No particular reason, but I started building websites in the late 90s and am
now heading up the engineering department in our scale-up (60+ people w/ 25+
engineers).

------
nfd
[https://b.nfd.moe](https://b.nfd.moe)

Over the past several months/years, I've usually gone around in my life with a
notebook on my person. Some of these notes/lingering ideas seem like things
about which I should go write essays.

I've got three posts live at the moment, all of which have something to do
with my (generally leftist) takes on the far right--though I might be coming
at things a little bit more sideways than that implies. I've got some ideas
for both more-of-that and not-that.
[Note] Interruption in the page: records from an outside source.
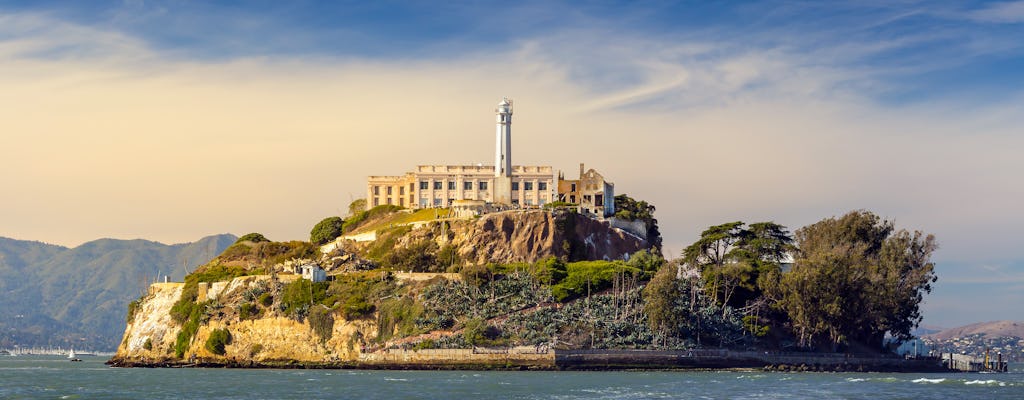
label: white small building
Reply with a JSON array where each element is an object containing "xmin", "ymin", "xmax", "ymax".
[{"xmin": 299, "ymin": 264, "xmax": 327, "ymax": 282}]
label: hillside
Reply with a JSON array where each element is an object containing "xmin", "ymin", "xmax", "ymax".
[
  {"xmin": 114, "ymin": 211, "xmax": 667, "ymax": 365},
  {"xmin": 925, "ymin": 321, "xmax": 1024, "ymax": 341},
  {"xmin": 0, "ymin": 234, "xmax": 234, "ymax": 350}
]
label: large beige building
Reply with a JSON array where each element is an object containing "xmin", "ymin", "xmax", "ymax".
[
  {"xmin": 367, "ymin": 166, "xmax": 557, "ymax": 209},
  {"xmin": 367, "ymin": 99, "xmax": 614, "ymax": 217}
]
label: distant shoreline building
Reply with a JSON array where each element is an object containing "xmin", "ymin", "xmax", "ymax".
[{"xmin": 367, "ymin": 98, "xmax": 615, "ymax": 218}]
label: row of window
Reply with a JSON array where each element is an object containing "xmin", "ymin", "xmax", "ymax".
[
  {"xmin": 415, "ymin": 181, "xmax": 548, "ymax": 194},
  {"xmin": 420, "ymin": 180, "xmax": 487, "ymax": 190},
  {"xmin": 374, "ymin": 181, "xmax": 552, "ymax": 195},
  {"xmin": 512, "ymin": 182, "xmax": 548, "ymax": 190},
  {"xmin": 417, "ymin": 198, "xmax": 547, "ymax": 208}
]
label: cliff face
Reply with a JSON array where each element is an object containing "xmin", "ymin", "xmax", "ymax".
[
  {"xmin": 112, "ymin": 275, "xmax": 377, "ymax": 365},
  {"xmin": 112, "ymin": 211, "xmax": 647, "ymax": 366},
  {"xmin": 380, "ymin": 210, "xmax": 649, "ymax": 265}
]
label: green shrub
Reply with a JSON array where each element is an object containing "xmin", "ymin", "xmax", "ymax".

You should read it because I'm digging
into cultural issues (and probably other things) via some ideas you may not
have seen before.

------
thanatropism
[http://asemic-horizon.com](http://asemic-horizon.com)
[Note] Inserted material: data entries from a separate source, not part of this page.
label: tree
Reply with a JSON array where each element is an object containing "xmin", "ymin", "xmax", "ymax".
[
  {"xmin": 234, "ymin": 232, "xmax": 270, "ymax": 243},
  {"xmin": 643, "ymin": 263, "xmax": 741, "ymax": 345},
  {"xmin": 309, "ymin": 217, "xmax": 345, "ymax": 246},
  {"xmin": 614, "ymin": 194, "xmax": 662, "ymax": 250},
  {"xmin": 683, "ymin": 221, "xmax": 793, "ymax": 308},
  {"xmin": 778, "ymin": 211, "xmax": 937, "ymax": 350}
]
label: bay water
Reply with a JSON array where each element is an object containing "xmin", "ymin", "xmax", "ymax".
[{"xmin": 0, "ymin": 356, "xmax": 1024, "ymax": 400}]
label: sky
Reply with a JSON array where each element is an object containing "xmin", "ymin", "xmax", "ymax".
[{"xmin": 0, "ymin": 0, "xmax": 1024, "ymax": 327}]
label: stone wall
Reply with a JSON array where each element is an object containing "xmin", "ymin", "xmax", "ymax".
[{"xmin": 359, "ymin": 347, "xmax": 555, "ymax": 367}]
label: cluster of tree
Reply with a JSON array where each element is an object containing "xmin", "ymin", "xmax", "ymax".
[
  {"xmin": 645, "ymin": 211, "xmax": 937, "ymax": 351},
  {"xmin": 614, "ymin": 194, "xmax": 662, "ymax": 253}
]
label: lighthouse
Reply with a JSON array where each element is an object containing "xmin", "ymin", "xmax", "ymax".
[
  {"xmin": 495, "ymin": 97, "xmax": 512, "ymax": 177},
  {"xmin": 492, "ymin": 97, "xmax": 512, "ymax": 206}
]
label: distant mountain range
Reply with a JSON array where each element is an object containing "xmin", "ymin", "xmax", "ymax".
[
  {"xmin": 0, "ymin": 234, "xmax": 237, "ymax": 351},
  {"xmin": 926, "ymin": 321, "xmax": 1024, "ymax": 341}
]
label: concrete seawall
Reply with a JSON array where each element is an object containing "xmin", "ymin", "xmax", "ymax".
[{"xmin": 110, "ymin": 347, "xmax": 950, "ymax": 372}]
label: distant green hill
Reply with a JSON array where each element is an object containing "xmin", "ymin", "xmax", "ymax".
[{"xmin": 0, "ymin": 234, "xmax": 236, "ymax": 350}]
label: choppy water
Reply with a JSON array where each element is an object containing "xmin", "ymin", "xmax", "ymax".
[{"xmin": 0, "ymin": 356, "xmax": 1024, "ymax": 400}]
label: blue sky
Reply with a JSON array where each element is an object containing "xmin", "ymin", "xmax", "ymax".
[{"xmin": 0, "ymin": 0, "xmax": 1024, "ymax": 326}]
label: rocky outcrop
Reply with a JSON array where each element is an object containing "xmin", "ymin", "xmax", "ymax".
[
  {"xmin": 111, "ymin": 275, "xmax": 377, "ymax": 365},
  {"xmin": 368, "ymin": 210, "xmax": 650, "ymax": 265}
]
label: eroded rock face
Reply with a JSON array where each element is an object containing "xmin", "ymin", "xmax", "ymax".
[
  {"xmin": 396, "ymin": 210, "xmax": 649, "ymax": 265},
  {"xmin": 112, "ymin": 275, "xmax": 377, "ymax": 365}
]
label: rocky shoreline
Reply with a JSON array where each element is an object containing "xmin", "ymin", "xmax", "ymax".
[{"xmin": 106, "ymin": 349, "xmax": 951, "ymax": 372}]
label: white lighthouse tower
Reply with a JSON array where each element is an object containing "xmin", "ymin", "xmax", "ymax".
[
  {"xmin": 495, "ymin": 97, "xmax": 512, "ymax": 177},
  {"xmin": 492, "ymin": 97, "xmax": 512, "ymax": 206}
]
It's not for everyone and certainly for not of _most_ of the HN crowd. It's
about a web of concepts that is akin to philosophy but has slightly different
goals and expectations of itself. It's very self-referential and has built
over time a lot of shorthand jargon a.k.a. technical terminology. Takes a
while to get into. But I believe it's a fresh way of looking at the ways of
looking at contemporary society and events. You'll like it if you're keen of
"continental philosophy" albeit it doesn't often cite the standard authors.

------
some_furry
I've mostly been blogging on Medium these days.

Rather than link to my index, here's a post that I wrote about Defeating
Coordinated Inauthentic Behavior (At Scale):

[https://medium.com/@soatok/defeating-coordinated-
inauthentic...](https://medium.com/@soatok/defeating-coordinated-inauthentic-
behavior-at-scale-a872badf721)

If you enjoyed that one, you'll probably enjoy my writing. If you didn't, you
probably won't.

I might move my efforts to something self-hosted soon, but I'm more likely to
be targeted by malicious script kiddies (due to being openly gay and a furry),
and that thought has instilled a lot of inertia with me.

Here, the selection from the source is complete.